Si yo tuviera oido absoluto seguro también me volvía loca
Hace unos años una amiga estaba organizando su matrimonio virtual con Charly. La fiesta iba a ser temática. Había que ir de canción de Charly. Lamentablemente mi amiga se enamoró semanas antes de un catalán simpático que sepultó nuestro delirio aunque nos hizo sentir más adaptadas.

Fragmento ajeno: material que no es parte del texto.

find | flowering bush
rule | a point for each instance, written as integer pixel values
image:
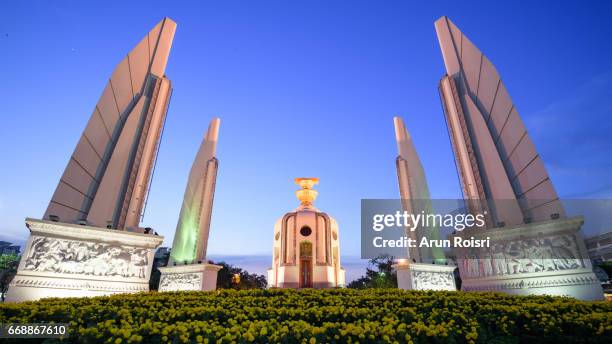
(321, 316)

Yo tenía dos opciones de disfraz, la primera era crearme un adminículo o mouth devise para la ponerme en la boca para estar hablando hablando hablando a tu corazón. La segunda opción era colgarme un cuchillo carnicero del cuello para personificar “Asesíname“.
Ahora solo me queda esperar que el shuffle ande de buenas o aplicar indignamente el repeat, por eso digo que me da pena mi felicidad.